Who knew that eating four large bags of hot Cheetos per week … isn’t good for the human body?
A teenager in Memphis underwent an emergency surgery to remove her gallbladder after experiencing stomach issues. Her mother, Rene Craighead, blames spicy snacks for the health scare.
“When my daughter had to have this surgery, I knew I had to tell everybody about it,” Craighead told WREG.
Craighead said her 17-year-old daughter, also named Rene, would snack on spicy junk food every day. She explained that the younger Rene loved fiery snacks, from Flamin’ Hot Cheetos to Takis, and that she would bring large bags of them to school with her.
“Every time I got out she says, ‘Bring me back some Hot Takis, bring me back some Hot Chips,” Craighead said. “I want to make her happy, so I brought them back.”
But her daughter started feeling “sick to her stomach,” and had to be rushed into emergency surgery. Craighead told WREG that her daughter’s doctor said the chips caused the digestive issues.
Dr. Cary Cavender, a gastroenterologist at Le Bonheur Children’s Hospital, explained that the hospital sees “around 100 kids a month, easily” who suffer from gastritis and ulcers. Dr. Cavender attributes the issues to children eating too many hot chips.
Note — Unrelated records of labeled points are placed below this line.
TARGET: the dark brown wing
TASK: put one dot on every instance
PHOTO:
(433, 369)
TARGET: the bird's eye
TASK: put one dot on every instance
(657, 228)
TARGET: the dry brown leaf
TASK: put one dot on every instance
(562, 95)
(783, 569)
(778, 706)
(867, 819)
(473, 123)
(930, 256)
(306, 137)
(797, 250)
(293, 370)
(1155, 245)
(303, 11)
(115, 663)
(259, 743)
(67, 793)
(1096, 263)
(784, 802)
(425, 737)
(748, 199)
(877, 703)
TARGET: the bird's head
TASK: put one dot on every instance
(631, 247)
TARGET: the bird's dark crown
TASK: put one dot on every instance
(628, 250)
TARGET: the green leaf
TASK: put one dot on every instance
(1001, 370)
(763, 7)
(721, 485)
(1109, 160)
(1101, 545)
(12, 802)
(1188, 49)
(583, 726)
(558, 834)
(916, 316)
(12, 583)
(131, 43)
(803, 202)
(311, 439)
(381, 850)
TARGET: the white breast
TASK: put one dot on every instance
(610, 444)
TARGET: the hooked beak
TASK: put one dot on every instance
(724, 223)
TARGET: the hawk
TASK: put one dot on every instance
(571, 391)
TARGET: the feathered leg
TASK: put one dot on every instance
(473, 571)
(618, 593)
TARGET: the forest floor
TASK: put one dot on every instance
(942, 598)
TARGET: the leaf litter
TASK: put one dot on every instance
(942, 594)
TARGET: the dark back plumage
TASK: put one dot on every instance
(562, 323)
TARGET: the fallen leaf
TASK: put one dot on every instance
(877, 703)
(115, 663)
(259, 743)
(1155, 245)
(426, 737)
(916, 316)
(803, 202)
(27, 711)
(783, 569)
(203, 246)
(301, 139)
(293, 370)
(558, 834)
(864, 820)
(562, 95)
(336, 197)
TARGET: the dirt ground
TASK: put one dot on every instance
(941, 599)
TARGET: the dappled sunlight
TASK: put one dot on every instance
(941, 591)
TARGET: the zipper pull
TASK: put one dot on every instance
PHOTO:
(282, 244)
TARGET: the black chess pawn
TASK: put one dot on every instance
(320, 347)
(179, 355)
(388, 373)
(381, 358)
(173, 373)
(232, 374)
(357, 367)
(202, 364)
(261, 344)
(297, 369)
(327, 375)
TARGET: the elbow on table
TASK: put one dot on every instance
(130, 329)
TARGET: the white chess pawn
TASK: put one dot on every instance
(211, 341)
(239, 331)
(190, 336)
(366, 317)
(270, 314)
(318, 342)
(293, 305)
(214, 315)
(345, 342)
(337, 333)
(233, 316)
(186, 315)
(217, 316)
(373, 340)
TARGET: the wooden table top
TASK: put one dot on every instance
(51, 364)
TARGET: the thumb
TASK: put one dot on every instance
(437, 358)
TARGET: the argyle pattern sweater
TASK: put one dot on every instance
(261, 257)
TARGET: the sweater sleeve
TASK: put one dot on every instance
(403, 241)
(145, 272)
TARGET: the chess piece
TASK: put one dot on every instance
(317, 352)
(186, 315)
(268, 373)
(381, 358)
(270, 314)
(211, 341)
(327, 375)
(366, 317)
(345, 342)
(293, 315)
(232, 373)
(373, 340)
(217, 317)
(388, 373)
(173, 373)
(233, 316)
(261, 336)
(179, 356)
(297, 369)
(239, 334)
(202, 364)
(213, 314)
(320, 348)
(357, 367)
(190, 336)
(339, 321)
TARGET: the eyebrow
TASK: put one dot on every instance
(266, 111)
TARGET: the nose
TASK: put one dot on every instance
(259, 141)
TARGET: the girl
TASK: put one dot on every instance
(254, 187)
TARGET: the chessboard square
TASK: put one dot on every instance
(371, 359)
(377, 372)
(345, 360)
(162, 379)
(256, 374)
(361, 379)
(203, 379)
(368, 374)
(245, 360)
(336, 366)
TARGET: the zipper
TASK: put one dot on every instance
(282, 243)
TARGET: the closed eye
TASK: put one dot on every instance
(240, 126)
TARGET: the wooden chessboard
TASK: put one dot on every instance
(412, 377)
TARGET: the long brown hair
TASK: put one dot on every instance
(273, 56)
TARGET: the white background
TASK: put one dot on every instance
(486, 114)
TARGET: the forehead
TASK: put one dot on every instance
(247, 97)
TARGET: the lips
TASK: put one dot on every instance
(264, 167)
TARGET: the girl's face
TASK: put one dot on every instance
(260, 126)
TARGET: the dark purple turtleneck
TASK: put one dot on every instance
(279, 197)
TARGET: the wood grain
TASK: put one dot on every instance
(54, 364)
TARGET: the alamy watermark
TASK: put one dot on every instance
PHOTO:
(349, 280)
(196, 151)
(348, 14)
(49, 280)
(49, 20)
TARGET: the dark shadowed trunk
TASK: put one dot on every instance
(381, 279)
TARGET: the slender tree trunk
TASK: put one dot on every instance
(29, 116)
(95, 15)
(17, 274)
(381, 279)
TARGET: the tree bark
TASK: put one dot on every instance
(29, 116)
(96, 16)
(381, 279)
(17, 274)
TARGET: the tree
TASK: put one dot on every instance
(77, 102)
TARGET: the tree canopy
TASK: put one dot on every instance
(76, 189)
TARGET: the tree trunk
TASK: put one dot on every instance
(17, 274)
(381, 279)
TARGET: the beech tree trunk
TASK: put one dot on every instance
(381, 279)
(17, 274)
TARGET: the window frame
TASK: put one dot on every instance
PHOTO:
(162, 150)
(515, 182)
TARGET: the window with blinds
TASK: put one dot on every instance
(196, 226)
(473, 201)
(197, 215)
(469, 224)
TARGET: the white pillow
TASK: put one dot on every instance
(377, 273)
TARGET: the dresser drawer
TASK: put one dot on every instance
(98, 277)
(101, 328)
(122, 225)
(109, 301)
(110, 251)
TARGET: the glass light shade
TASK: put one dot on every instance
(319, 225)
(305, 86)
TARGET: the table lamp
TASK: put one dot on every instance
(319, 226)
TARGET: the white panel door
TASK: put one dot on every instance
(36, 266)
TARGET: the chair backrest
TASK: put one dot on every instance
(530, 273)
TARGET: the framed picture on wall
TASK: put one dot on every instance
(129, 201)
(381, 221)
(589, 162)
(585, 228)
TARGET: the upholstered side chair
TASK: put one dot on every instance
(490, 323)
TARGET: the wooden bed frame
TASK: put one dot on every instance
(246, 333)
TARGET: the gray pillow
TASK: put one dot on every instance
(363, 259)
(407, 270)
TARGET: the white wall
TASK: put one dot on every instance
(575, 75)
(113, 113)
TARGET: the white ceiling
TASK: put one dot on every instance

Although eating or drinking certain foods and beverages can cause indigestion, many in the medical community agree that they don’t cause ulcers. According to the American College of Gastroenterology, peptic ulcers aren’t caused by spicy food or rich diets. And the National Institutes of Health says that people who are overweight, especially women, or diet too quickly are at risk for gallstones.
In a statement for Takis, Buchanan Public Relations said:
“We assure you that Takis are safe to eat, but should be enjoyed in moderation as part of a well-balanced diet. Takis ingredients fully comply with U.S. Food and Drug Administration regulations, and all of the ingredients in each flavor are listed in detail on the label. Always check the service size before snacking.”
And Frito-Lay, which makes Hot Cheetos, told WREG:
“At Frito-Lay, food safety is always our number one priority, and our snacks meet all applicable food safety regulations as well as our rigorous quality standards. Some consumers may be more sensitive to spicy foods than others and may choose to avoid spicier snacks due to personal preference.”
Flamin’ Hot Cheetos caused a scare in 2012, when parents rushed their children to emergency rooms because the snack was causing vibrant red poop.
Keep eating your Takis and Hot Cheetos — it’s perfectly safe. Maybe don’t eat four bags a week, though.